I would have you drop these shackles, Put away your sadness And wander with me in the kingdom of the Great Void.
In The Middle Of The Darkness
"The Marines asked for a ten-day bombardment. Kelly Turner gave them three. As usual, Spruance is letting the son of a bitch do it his way."
Byron Maher's voice was weary. He had been working eighteen hours a day on the plans for Iwo Jima for two months. He leaned back in his chair, his big round face sagging.
"What do you think?" Arthur McKay said.
“I don't think we should go near the goddamn place. We're only doing it because the Army Air Force tells us they can't hit anything over Japan at thirty thousand feet, and they're afraid to come lower because their fucking B-29s might get shot down. We killed five thousand kids to take Saipan, Guam and Tinian for these wonderful planes. So far as I know, they haven't hit a single target selected for them. Especially the aircraft factories. We put them at the top of the list. The Japs are still turning out thousands of planes for these kamikaze maniacs to fly into our ships."
That night Captain McKay, dreamt he was aboard a ship under sail. Great white clouds of canvas loomed above him. He was wearing a strange uniform. It was dark blue, with two rows of parallel gold buttons down the front of the jacket and four gold stripes on the sleeves. On his head was a short-brimmed blue hat, with no braid on it. The ship was a man-of-war. Old-fashioned cannon lined the decks, and they boomed furiously at a fort in the distance. The fort fired back and splashes rose near the ship. But he was more interested in what was happening around the fort. Men in blue uniforms rushed toward it and were driven back by the furious fire of the defenders
.
"Rapid fire, rapid fire," the captain shouted at the men working the cannon on his ship.
But it did no good. The men attacking the fort were driven back again. Hundreds of bodies were sprawled in front of the walls.
"My God, my God, why hast thou forsaken me?" the captain cried.
Captain McKay awoke bathed in sweat. He went out on the wing of the bridge and lit a cigarette. The ghostly shapes of over a thousand warships and transports filled the fifty square miles of Ulithi Lagoon. About half the invasion fleet for Iwo Jima, including his son's Third Marine Division, had arrived the previous day.
That dream had surfaced from his research for his unwritten book on the Union Navy in the Civil War. It was the attack on Battery Wagner at the mouth of Charleston Harbor on July 10, 1863. The assault, a harebrained scheme of the Army general in command of the expedition, had been repulsed with heavy Union losses. One of the dead was the son of the captain of one of the Union ships.
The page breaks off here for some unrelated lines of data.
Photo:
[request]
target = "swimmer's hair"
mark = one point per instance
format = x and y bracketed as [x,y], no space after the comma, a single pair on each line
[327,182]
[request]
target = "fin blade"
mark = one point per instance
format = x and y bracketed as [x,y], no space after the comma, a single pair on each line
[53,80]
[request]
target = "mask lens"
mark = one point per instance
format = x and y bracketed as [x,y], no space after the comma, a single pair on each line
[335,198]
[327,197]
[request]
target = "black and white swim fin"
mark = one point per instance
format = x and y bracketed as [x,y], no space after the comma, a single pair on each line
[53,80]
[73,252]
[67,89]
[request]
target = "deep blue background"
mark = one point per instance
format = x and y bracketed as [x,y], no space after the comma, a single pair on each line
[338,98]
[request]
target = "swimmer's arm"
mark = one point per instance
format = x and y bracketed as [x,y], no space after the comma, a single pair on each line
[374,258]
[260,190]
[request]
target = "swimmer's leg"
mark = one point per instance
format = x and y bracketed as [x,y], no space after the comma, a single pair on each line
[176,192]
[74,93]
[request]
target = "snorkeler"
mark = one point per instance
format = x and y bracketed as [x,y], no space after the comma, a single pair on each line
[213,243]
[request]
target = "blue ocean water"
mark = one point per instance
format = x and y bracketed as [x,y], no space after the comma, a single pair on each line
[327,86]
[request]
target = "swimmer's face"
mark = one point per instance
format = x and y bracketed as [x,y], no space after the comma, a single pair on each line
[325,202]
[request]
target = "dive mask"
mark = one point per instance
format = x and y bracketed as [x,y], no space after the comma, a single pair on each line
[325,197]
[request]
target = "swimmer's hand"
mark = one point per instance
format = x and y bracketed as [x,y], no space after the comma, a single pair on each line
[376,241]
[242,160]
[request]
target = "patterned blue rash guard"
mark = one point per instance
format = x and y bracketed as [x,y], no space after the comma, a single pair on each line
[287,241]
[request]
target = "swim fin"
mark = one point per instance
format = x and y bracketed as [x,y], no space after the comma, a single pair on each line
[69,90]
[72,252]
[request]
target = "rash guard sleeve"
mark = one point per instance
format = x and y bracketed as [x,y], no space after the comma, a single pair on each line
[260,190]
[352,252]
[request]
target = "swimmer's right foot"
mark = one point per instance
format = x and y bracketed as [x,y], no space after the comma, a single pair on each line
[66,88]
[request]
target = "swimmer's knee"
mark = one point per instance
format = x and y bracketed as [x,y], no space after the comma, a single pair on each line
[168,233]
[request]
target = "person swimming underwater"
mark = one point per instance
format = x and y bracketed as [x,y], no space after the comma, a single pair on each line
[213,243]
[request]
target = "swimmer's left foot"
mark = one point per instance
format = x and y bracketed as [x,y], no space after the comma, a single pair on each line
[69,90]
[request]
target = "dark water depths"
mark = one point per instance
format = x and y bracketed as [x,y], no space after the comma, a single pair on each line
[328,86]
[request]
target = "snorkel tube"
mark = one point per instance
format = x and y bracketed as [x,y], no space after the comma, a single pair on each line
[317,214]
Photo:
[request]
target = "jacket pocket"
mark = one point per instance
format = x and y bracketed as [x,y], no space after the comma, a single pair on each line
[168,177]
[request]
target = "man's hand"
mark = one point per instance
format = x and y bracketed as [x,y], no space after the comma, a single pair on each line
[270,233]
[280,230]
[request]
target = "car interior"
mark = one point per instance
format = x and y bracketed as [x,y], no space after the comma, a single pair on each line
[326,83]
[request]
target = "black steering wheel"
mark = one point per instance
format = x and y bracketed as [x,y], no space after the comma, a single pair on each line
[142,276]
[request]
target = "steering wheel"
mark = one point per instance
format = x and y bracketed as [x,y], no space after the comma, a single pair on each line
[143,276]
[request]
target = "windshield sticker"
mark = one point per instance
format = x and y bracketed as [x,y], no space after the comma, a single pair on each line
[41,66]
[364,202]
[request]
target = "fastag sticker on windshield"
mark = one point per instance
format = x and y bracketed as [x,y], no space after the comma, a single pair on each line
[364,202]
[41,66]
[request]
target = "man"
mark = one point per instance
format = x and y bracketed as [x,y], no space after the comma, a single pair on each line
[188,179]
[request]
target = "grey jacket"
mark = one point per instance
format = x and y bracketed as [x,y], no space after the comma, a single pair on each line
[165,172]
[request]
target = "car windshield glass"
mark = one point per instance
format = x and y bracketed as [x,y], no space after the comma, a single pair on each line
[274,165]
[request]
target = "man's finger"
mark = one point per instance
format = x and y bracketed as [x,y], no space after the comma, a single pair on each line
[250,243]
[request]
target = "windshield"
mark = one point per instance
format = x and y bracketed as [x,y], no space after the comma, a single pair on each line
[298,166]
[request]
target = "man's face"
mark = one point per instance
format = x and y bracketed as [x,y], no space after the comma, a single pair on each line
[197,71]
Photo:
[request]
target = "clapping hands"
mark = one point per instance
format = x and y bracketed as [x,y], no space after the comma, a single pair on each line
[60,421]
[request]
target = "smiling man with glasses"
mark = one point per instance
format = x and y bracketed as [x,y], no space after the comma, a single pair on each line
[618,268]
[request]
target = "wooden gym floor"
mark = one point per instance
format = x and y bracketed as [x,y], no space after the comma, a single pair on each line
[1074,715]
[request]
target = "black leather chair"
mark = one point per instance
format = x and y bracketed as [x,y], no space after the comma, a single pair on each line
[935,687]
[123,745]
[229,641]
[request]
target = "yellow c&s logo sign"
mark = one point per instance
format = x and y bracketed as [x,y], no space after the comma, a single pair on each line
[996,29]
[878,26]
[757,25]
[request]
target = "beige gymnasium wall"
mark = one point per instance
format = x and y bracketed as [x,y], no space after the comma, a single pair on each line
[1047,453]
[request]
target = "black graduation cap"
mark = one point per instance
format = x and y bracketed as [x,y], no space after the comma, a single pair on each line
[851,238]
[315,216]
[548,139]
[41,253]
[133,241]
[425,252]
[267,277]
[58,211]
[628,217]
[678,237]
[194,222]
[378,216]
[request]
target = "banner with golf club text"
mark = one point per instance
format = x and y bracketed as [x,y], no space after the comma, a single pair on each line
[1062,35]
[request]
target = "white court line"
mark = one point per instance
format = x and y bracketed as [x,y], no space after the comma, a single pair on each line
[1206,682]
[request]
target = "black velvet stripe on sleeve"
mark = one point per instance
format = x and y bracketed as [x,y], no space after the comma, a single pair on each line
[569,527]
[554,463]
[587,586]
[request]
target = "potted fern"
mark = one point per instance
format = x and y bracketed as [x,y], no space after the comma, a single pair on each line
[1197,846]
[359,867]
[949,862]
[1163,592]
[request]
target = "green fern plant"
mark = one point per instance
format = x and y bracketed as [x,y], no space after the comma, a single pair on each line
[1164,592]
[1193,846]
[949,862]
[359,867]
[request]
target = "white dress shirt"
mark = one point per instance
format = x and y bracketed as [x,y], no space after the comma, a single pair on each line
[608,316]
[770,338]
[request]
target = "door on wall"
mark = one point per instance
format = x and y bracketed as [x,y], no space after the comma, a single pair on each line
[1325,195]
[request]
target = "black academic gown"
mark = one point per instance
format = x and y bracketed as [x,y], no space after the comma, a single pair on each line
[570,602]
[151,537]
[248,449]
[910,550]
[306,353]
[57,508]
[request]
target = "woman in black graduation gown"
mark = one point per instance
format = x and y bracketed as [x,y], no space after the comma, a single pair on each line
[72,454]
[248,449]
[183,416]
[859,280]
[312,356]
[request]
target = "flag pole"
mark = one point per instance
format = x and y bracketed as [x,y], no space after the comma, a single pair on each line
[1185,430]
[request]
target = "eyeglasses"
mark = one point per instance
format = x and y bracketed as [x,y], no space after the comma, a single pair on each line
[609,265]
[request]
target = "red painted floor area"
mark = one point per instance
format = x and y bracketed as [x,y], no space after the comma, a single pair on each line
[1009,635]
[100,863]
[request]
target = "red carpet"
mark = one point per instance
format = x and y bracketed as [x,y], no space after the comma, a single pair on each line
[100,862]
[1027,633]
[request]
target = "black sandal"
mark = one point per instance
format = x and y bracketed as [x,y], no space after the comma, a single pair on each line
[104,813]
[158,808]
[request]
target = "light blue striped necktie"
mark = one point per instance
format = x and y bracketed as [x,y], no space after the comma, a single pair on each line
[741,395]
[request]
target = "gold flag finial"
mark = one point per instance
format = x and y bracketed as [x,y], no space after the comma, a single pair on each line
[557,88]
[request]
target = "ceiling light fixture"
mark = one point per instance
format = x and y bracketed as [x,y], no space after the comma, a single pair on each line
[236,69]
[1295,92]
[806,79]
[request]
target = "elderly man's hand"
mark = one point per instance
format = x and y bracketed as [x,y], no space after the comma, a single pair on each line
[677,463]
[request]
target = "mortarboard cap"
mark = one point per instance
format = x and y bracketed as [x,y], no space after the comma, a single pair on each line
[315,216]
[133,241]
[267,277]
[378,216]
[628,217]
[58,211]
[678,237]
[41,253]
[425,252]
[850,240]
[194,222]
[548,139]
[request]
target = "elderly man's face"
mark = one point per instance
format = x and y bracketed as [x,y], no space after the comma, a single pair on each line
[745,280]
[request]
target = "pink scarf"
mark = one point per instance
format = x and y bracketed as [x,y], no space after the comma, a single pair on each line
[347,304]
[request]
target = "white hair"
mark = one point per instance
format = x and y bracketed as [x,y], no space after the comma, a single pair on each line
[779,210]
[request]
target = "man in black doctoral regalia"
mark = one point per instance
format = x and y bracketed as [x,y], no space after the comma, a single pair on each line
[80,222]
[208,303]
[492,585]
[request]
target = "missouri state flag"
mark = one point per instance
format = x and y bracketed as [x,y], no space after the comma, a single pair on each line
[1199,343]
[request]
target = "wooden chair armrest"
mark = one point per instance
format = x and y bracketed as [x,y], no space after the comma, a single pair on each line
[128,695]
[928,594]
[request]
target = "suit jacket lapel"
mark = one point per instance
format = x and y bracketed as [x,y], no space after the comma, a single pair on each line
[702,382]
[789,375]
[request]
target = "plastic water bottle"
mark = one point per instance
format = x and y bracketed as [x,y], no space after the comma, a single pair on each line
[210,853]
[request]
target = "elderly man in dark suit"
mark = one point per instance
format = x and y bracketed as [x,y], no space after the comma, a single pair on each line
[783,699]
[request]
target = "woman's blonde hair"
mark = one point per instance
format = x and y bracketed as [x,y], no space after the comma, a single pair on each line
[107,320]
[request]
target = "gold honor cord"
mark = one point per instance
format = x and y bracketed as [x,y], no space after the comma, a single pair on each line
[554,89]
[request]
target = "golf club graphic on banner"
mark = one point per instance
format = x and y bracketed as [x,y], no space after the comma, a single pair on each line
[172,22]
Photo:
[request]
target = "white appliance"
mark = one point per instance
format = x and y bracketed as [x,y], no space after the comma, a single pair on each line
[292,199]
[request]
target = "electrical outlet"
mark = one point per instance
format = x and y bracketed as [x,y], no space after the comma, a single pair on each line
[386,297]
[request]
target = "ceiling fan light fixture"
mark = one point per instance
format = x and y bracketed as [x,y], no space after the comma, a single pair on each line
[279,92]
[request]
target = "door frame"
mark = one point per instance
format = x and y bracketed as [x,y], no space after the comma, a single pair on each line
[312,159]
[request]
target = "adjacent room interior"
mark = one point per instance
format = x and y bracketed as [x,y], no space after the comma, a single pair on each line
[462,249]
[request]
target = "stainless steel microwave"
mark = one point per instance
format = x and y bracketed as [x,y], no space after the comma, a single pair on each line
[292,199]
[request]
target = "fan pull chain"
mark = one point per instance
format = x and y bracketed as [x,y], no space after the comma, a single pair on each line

The captain had gone ashore and spent the night sitting beside his son's body in an Army hospital.
"We have lost a son on earth but gained a friend in heaven," he had written to his wife the next day. "At the moment I am more sad than proud. But when we have sufficiently mingled our tears, I hope that condition can be reversed."
Did he really mean it? Arthur McKay wondered. How did he reconcile himself to stupidity and incompetence and arrogance, which had killed his son almost as certainly as Confederate bullets? There was not a word of reproach in the letter — not a trace of hatred for the Southern slaveocracy that had started the needless war.
He had tried to find out more about the captain. But he had dwindled to a name in the national archives. Only this one letter, reprinted in a New York newspaper, had survived.